Ce bail sera réservé en priorité à des bailleurs publics ou à des associations agréées pour la protection de la nature et ouvert à tous types de bailleurs dans les territoires zonés au titre d'une réglementation environnementale. Il s'agira d'une démarche contractuelle dont les dispositions d'encadrement seront précisées par décret.
II - 4 4ère partie de la loi : la modernisation de l'encadrement de l'agriculture
La nécessité d'alléger le fonctionnement de la CDOA est largement partagée et les modalités précises de cette simplification seront déterminées dans un large esprit de concertation. De même, le projet de loi prévoit la possibilité d'habiliter le Gouvernement à procéder par ordonnance à une simplification et un allègement de procédures administratives superflues.
Vous vous interrogez sur les missions du CNASEA.
Le CNASEA conservera ses missions concernant la gestion et le paiement des aides du 2ème pilier. L'agence de paiement unique des aides agricoles voulue par le Gouvernement traitera l'ensemble des aides du 1er pilier. Je m'attacherai à ce qu'une coordination étroite soit recherchée entre les deux organismes, sous l'autorité de l'État, notamment par une meilleure organisation des tâches des délégations régionales.
Enfin, nous n'avons pas oublié les régions d'outremer. Je suis heureux de constater que les mesures proposées trouvent un écho favorable, que ce soit en ce qui concerne l'évolution du fermage, l'adaptation de la procédure sur les terres incultes ou les dispositions spécifiques à la Guyane.
CONCLUSION
Monsieur le Président, Monsieur le Rapporteur, Mesdames et Messieurs les Conseillers, Pour répondre aux évolutions actuelles et renforcer notre agriculture de demain, le texte présenté offre des outils importants pour accroître la compétitivité des secteurs agricole et agroalimentaire : la baisse des charges et le renforcement de l'organisation économique en sont les principaux dispositifs. La modernisation des statuts traduit également la transformation déjà en marche des exploitations devenues de véritables entreprises agricoles.
Nous accompagnerons l'agriculture dans la recherche de nouveaux débouchés, notamment non alimentaires, et soutiendrons le renouvellement des générations pour maintenir vivante notre tradition agricole et dynamiser l'ensemble de nos territoires.
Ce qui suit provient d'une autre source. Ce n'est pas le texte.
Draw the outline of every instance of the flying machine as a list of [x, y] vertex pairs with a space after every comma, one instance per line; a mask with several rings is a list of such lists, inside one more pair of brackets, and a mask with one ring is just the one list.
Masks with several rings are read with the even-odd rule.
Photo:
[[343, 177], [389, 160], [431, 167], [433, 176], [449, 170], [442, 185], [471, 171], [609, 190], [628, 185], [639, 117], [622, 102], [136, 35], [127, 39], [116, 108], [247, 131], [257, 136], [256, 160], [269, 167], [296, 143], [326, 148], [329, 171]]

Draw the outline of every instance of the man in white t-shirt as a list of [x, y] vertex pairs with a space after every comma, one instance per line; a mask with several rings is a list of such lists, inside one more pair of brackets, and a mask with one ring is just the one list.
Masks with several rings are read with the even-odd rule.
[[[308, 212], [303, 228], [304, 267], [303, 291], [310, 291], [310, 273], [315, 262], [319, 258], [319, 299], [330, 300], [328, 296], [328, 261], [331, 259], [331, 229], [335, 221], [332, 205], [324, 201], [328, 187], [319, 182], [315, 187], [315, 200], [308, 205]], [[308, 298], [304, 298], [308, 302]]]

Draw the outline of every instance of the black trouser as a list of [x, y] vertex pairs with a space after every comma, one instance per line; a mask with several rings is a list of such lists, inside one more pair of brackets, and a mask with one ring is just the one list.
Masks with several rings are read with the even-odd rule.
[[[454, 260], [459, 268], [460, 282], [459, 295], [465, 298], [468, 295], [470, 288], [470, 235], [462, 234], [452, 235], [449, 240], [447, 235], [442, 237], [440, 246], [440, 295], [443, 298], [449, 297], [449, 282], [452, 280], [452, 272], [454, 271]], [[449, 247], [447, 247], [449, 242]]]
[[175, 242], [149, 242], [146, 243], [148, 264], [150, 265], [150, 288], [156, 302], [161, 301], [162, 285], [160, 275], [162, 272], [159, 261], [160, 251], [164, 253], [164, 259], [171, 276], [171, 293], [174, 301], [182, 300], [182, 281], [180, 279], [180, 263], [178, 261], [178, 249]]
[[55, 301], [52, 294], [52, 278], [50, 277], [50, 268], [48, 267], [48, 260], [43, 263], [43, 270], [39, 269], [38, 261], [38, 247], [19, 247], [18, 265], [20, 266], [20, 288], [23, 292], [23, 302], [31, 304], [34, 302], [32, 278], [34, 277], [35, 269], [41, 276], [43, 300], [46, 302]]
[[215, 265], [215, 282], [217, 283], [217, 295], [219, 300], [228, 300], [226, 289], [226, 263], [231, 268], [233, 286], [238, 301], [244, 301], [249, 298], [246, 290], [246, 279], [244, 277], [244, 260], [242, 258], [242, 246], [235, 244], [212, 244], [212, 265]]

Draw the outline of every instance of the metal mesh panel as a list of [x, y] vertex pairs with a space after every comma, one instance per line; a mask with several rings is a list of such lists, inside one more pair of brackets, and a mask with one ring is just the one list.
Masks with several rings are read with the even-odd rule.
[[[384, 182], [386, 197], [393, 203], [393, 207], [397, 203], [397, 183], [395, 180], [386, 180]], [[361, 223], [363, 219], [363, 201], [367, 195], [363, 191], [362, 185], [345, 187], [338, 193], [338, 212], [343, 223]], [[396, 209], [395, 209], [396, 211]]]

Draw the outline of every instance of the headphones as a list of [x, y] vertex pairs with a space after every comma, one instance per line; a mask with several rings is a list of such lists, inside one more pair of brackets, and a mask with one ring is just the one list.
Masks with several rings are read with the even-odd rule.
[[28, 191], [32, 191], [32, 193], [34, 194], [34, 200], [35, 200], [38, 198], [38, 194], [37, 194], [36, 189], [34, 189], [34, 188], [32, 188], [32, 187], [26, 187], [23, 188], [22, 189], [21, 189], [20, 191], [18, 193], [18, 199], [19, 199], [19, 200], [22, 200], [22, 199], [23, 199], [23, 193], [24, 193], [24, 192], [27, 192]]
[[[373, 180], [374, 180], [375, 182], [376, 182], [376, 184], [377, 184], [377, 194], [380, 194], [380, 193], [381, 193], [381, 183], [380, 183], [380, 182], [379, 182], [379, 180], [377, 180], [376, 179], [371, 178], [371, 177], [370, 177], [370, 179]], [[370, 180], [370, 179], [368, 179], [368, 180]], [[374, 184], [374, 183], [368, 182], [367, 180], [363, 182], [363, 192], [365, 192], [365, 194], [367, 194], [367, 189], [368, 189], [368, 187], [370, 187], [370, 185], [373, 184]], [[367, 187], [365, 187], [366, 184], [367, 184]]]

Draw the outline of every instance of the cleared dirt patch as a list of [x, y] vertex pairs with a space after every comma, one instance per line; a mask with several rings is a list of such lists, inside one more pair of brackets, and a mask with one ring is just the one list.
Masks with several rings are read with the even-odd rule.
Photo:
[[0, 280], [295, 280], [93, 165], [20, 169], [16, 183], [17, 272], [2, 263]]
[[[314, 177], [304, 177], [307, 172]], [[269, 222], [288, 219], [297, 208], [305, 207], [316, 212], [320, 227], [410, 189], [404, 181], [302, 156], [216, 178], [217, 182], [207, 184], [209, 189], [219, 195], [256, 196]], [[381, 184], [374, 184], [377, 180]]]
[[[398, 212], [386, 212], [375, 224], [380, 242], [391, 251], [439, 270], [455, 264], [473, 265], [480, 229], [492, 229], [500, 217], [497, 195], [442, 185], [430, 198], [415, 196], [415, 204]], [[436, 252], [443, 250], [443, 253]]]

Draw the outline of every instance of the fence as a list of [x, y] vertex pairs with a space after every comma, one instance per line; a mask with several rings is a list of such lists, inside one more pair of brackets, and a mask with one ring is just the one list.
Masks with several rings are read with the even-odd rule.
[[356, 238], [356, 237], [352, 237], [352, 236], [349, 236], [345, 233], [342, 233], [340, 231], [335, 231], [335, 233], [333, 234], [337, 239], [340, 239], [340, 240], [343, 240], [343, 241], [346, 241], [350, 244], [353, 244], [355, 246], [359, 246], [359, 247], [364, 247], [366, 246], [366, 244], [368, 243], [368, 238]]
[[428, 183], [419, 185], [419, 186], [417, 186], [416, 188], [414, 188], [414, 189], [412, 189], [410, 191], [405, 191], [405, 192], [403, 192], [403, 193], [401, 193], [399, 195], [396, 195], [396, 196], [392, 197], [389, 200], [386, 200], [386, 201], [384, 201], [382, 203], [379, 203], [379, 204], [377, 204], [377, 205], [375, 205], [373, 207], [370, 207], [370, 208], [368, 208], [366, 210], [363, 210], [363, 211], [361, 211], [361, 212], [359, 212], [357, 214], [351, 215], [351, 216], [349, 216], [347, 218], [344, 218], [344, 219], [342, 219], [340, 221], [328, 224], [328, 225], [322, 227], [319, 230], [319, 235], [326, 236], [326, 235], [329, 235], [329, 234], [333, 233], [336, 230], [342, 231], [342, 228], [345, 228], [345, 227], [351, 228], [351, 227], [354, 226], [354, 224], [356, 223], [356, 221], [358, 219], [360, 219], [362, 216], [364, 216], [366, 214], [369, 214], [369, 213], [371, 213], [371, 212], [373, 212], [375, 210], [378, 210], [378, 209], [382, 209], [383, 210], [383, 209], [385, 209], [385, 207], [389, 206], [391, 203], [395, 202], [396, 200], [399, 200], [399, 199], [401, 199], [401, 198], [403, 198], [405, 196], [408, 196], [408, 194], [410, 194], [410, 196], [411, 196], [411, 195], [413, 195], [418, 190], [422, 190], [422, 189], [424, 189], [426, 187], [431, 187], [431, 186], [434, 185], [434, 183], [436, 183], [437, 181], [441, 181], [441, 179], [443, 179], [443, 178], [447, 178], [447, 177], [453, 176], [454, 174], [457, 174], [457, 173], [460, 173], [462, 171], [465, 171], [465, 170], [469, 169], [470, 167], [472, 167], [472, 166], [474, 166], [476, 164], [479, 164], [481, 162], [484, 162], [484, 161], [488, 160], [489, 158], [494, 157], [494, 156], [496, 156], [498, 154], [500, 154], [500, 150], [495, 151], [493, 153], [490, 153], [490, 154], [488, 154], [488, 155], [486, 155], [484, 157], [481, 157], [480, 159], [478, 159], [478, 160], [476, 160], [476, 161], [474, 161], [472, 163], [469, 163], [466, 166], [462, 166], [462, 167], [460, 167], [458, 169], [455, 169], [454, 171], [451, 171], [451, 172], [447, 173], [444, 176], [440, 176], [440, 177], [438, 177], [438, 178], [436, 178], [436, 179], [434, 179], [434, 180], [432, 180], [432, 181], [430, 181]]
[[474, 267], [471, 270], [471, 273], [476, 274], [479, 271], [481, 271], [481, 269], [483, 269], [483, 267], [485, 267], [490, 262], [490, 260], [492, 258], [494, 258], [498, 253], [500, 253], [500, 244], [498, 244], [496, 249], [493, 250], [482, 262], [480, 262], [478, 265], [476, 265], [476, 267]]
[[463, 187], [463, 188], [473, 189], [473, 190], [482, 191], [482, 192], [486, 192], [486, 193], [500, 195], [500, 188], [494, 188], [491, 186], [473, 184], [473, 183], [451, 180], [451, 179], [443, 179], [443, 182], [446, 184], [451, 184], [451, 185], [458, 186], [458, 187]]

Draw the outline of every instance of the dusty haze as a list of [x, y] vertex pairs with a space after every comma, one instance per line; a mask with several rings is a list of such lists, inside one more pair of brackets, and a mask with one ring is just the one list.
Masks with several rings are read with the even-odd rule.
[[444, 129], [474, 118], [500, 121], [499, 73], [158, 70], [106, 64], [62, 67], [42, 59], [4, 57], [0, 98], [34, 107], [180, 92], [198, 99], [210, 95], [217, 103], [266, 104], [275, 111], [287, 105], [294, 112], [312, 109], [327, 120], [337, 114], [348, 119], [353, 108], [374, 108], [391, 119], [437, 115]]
L'agriculture marquera ainsi notre engagement en faveur du développement durable, une croissance agricole soucieuse des équilibres écologiques, d'une répartition équitable des fruits de la richesse créée et de territoires intégrés.
Enfin, la simplification des procédures et de l'organisation administratives participera à l'objectif de réforme de l'Etat voulu par le Premier Ministre.
En soumettant prochainement ce projet à notre Parlement, le Gouvernement souhaite affirmer sa confiance dans les atouts de notre agriculture et sa détermination à bâtir selon les vux du Président de la République une " agriculture économiquement efficace et écologiquement responsable ". C'est notre ambition, confiants et certains que les agriculteurs et la Nation tout entière seront fiers de leur agriculture.
Je vous remercie de votre attention.